In terms of generation, the research team utilized existing open-source AI models. Initially, the RAM++ model analyzes images and extracts key information, subsequently generating relevant questions and answers. Additionally, the team developed a special classification system to ensure the quality and diversity of the generated data.
This synthetic data generation method employs a multi-level processing approach, combining RAM++ and MiniCPM-V models, through image recognition, instruction classification, and response generation, providing precise training data for AI systems.

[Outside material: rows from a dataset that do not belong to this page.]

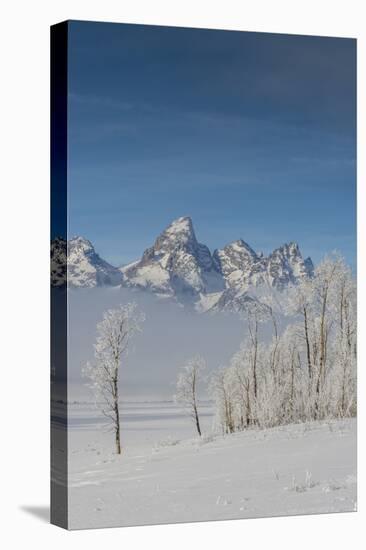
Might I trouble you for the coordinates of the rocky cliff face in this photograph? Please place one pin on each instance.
(83, 265)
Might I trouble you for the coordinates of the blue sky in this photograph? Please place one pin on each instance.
(252, 135)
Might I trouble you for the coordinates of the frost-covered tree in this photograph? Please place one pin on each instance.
(114, 335)
(298, 367)
(186, 392)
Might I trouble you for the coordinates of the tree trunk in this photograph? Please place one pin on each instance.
(116, 412)
(197, 420)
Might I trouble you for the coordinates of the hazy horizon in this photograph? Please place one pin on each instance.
(251, 134)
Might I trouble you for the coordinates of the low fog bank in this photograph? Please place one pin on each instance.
(170, 336)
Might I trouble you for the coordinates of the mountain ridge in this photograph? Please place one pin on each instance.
(177, 266)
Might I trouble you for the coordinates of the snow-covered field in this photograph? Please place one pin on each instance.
(166, 474)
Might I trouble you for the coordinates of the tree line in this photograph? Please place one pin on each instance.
(305, 370)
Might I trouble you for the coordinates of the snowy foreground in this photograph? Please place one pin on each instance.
(165, 475)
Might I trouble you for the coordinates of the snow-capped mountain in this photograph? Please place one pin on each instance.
(85, 268)
(179, 267)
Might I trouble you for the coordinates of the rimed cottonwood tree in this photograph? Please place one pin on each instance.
(187, 383)
(114, 334)
(304, 371)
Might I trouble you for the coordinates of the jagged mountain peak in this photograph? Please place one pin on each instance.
(179, 267)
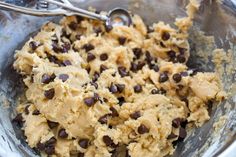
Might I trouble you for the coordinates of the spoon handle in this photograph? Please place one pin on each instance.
(78, 11)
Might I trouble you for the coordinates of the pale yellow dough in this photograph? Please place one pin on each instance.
(67, 107)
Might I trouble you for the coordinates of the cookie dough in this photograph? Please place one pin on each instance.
(98, 92)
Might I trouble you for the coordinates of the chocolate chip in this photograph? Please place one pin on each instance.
(108, 141)
(103, 68)
(73, 25)
(51, 142)
(184, 73)
(18, 120)
(90, 57)
(97, 30)
(95, 76)
(88, 47)
(137, 52)
(163, 77)
(103, 57)
(149, 58)
(50, 150)
(33, 45)
(182, 133)
(181, 50)
(49, 94)
(62, 133)
(120, 87)
(113, 88)
(80, 155)
(171, 136)
(78, 36)
(134, 67)
(103, 119)
(135, 115)
(108, 28)
(66, 47)
(27, 109)
(155, 91)
(94, 84)
(56, 47)
(46, 79)
(84, 143)
(36, 112)
(63, 77)
(165, 36)
(138, 88)
(171, 54)
(52, 124)
(177, 77)
(66, 63)
(122, 71)
(114, 112)
(181, 58)
(122, 40)
(121, 100)
(176, 122)
(89, 101)
(142, 129)
(40, 146)
(140, 65)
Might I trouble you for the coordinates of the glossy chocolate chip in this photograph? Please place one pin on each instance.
(103, 57)
(176, 122)
(84, 143)
(88, 47)
(181, 58)
(108, 141)
(52, 124)
(50, 150)
(114, 112)
(103, 119)
(177, 77)
(40, 146)
(62, 133)
(46, 78)
(165, 36)
(18, 120)
(163, 77)
(73, 25)
(49, 94)
(108, 28)
(122, 71)
(142, 129)
(33, 45)
(120, 87)
(138, 88)
(135, 115)
(121, 100)
(137, 52)
(66, 63)
(103, 68)
(90, 57)
(122, 40)
(171, 54)
(171, 136)
(89, 101)
(63, 77)
(26, 110)
(155, 91)
(182, 133)
(36, 112)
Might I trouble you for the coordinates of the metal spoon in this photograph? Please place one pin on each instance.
(115, 17)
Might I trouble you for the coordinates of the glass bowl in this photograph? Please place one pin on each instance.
(216, 19)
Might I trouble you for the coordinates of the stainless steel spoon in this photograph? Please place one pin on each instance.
(117, 16)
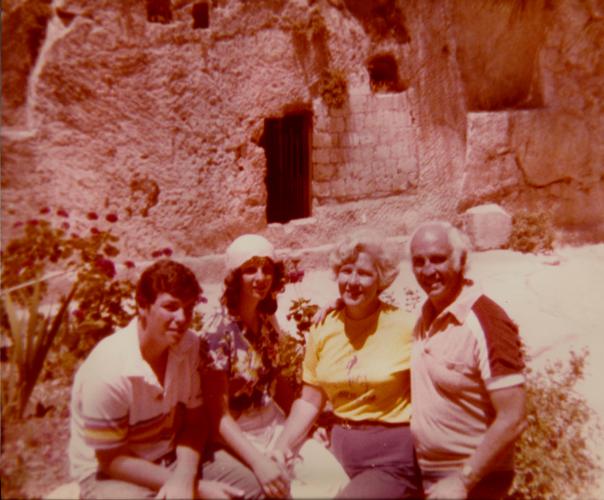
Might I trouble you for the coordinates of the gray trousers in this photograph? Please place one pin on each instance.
(222, 467)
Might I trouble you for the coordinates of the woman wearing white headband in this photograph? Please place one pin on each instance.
(242, 355)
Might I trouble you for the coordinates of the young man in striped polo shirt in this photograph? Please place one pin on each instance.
(137, 423)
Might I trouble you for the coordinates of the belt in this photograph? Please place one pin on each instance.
(347, 424)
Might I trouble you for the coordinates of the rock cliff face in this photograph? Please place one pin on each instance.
(160, 111)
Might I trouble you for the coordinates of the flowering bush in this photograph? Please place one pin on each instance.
(47, 252)
(553, 458)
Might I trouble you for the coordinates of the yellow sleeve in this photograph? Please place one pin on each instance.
(309, 365)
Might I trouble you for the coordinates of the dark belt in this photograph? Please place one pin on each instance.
(364, 424)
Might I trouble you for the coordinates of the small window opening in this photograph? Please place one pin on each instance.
(159, 11)
(201, 15)
(286, 142)
(383, 74)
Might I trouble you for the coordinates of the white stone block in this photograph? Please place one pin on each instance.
(488, 226)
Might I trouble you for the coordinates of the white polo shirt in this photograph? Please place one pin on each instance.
(117, 400)
(458, 357)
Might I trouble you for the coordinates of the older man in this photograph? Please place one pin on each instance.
(467, 380)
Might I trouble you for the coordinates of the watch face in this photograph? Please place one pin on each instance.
(467, 470)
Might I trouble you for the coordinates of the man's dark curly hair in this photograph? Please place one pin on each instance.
(166, 276)
(232, 289)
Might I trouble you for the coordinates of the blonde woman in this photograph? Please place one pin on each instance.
(359, 361)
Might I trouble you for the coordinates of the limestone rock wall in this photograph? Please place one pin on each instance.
(163, 123)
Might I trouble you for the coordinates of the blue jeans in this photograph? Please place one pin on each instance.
(493, 486)
(379, 459)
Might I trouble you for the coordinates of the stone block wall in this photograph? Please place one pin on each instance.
(368, 149)
(163, 123)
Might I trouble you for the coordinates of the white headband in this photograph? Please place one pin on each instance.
(246, 247)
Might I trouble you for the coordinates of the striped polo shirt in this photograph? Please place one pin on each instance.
(118, 401)
(469, 349)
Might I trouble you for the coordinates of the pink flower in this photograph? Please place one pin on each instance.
(106, 266)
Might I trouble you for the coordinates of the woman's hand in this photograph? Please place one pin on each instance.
(216, 489)
(273, 477)
(451, 486)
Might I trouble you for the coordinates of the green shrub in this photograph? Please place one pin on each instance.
(531, 232)
(552, 457)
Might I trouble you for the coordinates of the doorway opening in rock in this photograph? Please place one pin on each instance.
(201, 15)
(286, 142)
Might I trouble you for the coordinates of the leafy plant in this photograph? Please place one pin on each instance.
(553, 459)
(46, 253)
(531, 232)
(32, 334)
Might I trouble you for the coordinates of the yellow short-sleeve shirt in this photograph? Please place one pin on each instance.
(363, 365)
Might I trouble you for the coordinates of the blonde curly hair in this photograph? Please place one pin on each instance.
(373, 243)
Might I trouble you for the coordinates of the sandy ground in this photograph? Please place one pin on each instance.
(556, 300)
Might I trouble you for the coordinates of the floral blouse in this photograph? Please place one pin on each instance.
(251, 362)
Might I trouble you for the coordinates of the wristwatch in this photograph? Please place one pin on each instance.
(467, 474)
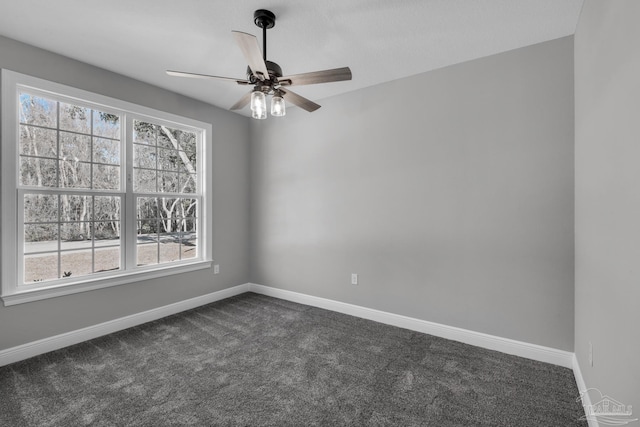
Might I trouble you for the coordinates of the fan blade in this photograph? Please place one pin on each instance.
(326, 76)
(251, 50)
(205, 76)
(242, 102)
(300, 101)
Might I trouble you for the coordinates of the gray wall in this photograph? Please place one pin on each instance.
(607, 86)
(450, 193)
(32, 321)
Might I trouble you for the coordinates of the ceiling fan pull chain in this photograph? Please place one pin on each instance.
(264, 42)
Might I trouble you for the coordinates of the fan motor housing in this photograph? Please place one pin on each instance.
(264, 18)
(273, 69)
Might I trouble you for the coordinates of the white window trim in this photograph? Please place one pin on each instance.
(16, 293)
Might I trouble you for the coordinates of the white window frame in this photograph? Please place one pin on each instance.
(15, 292)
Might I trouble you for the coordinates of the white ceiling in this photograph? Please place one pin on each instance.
(381, 40)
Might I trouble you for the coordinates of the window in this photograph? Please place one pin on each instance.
(96, 191)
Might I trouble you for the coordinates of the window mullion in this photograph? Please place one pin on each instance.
(129, 222)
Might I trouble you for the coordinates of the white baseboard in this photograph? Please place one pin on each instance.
(56, 342)
(582, 388)
(491, 342)
(505, 345)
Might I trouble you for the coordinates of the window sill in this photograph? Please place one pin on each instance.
(23, 296)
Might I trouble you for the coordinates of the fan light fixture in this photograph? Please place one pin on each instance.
(278, 109)
(266, 76)
(258, 104)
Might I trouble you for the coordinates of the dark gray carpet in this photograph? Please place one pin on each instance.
(253, 360)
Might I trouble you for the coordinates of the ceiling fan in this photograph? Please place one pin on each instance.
(266, 76)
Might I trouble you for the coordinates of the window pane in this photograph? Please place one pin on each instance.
(147, 207)
(106, 177)
(38, 172)
(75, 118)
(163, 139)
(105, 124)
(75, 208)
(38, 142)
(74, 147)
(168, 182)
(107, 208)
(76, 263)
(75, 235)
(106, 233)
(107, 259)
(188, 183)
(186, 208)
(148, 231)
(147, 254)
(75, 174)
(144, 133)
(38, 111)
(187, 141)
(169, 247)
(106, 151)
(144, 180)
(40, 208)
(144, 156)
(168, 159)
(189, 245)
(38, 268)
(40, 237)
(168, 209)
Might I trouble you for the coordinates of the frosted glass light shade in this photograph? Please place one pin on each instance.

The Aquila-VL-2B model is based on the LLaVA-OneVision architecture, using Qwen-2.5 as the language model and SigLIP for image processing. The model's training is divided into four stages, progressively increasing in complexity. In the first stage, the model learns basic image-text associations; subsequent stages include general visual tasks, specific instruction execution, and finally, the integration of synthetically generated data. Image resolution is also gradually enhanced during training.

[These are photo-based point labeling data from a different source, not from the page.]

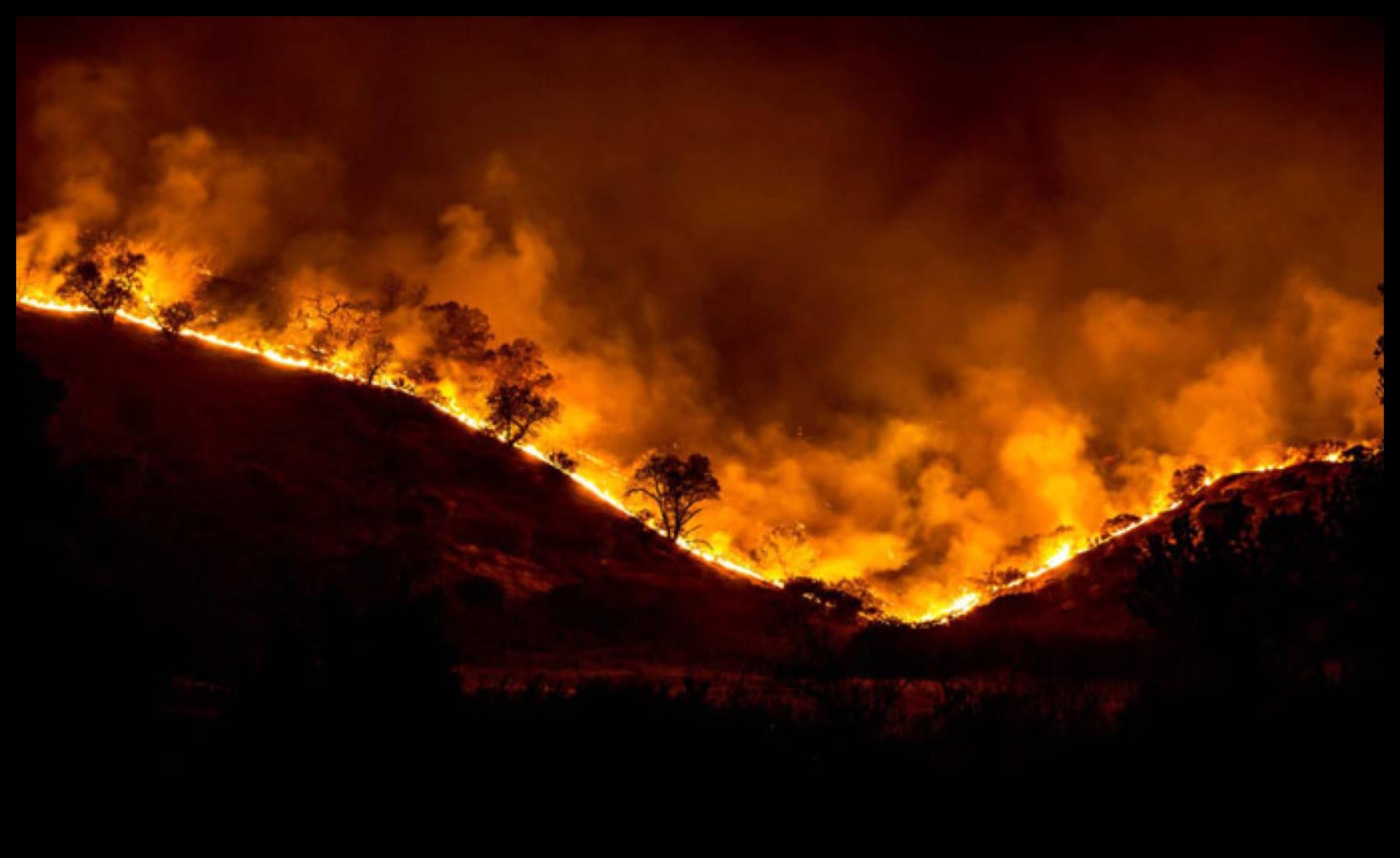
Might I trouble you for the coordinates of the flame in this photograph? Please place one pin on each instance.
(968, 601)
(1067, 550)
(451, 409)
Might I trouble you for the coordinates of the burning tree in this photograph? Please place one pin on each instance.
(460, 332)
(787, 550)
(174, 318)
(335, 324)
(395, 293)
(676, 488)
(1113, 527)
(374, 356)
(1380, 356)
(1188, 482)
(105, 294)
(514, 412)
(1001, 578)
(560, 459)
(518, 401)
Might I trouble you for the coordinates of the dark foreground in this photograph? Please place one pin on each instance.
(198, 599)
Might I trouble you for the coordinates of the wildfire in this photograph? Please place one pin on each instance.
(1069, 550)
(968, 601)
(447, 408)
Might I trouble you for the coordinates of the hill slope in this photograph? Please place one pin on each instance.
(233, 497)
(1078, 618)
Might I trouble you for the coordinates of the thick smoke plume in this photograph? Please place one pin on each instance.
(934, 290)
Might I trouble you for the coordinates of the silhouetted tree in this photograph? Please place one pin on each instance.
(335, 324)
(460, 332)
(514, 412)
(847, 601)
(1000, 578)
(174, 318)
(521, 363)
(1380, 356)
(678, 488)
(787, 550)
(1188, 482)
(375, 354)
(563, 461)
(105, 294)
(395, 293)
(1113, 527)
(518, 401)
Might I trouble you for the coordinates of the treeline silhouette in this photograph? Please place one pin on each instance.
(1262, 657)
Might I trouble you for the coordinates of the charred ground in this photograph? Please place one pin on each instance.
(229, 568)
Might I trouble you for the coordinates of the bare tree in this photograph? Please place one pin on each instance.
(787, 550)
(105, 294)
(518, 401)
(560, 459)
(514, 412)
(1380, 356)
(460, 332)
(521, 363)
(375, 354)
(676, 488)
(174, 318)
(336, 324)
(395, 293)
(1188, 482)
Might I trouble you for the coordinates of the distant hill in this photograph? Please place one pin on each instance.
(1077, 619)
(233, 498)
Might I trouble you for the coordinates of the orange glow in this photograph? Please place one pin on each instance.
(966, 601)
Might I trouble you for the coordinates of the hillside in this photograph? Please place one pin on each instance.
(1077, 620)
(233, 498)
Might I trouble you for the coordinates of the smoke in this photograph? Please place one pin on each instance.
(934, 290)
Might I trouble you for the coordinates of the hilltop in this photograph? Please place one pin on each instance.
(234, 498)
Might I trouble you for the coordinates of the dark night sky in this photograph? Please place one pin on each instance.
(923, 243)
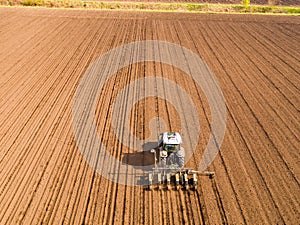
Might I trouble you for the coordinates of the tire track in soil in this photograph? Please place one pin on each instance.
(215, 190)
(59, 117)
(276, 125)
(93, 199)
(291, 127)
(21, 159)
(276, 204)
(235, 87)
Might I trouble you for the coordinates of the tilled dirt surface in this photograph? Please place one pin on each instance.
(253, 2)
(43, 176)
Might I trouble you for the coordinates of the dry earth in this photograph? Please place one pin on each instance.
(43, 177)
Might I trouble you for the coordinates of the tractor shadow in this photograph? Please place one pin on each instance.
(141, 159)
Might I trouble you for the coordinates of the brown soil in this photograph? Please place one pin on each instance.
(43, 177)
(252, 2)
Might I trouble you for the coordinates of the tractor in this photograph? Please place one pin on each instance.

In tests, Aquila-VL-2B, with only 2 billion parameters, achieved the best score of 54.9% in the multimodal MMStar benchmark test. Moreover, in mathematical tasks, the model performed exceptionally well, scoring 59% on the MathVista test, far exceeding similar systems.

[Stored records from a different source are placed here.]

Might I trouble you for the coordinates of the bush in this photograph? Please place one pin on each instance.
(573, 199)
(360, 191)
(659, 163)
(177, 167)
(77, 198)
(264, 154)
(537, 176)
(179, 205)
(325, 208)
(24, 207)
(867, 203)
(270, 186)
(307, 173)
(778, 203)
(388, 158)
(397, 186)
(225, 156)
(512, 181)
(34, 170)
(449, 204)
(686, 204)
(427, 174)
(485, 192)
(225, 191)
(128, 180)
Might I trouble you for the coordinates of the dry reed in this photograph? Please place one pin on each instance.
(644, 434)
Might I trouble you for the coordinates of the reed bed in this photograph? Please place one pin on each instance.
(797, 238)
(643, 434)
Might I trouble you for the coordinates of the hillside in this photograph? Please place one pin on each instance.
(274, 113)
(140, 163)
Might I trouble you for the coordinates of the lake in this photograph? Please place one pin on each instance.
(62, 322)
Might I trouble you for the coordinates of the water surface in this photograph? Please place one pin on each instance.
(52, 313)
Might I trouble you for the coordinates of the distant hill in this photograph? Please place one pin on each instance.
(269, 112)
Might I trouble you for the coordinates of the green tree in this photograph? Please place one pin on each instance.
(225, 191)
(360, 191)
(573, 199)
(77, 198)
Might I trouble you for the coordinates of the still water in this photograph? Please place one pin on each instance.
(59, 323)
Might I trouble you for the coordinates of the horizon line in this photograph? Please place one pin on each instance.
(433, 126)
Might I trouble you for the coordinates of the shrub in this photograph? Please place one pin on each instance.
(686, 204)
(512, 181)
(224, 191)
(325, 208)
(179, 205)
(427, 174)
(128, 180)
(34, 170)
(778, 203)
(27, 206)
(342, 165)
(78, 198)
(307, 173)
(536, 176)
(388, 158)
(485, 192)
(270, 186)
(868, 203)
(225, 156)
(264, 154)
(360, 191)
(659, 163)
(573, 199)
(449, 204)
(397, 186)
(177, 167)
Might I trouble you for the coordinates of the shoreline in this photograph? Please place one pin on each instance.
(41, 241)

In general image understanding tests, Aquila-VL-2B also performed excellently, with a HallusionBench score of 43% and an MMBench score of 75.2%. Researchers noted that the inclusion of synthetically generated data significantly improved the model's performance; without these additional data, the model's average performance would decrease by 2.4%.
The research team has decided to make the dataset and model available to the research community, with training primarily conducted using Nvidia A100 GPUs and Chinese-made chips. The successful launch of Aquila-VL-2B marks the trend of open-source models catching up with traditional closed-source systems in AI research, particularly in leveraging synthetic training data.
Infinity-MM paper link: https://arxiv.org/abs/2410.18558
Aquila-VL-2B project link: https://huggingface.co/BAAI/Aquila-VL-2B-llava-qwen
Key points:
🌐 The "Infinity-MM" dataset includes 10 million image descriptions and 24.4 million visual instruction data.
💡 The new model Aquila-VL-2B has performed excellently in multiple benchmark tests, setting new records for similar models.
📈 The use of synthetic data significantly enhanced the model's performance, prompting the research team to open the dataset and model to the community.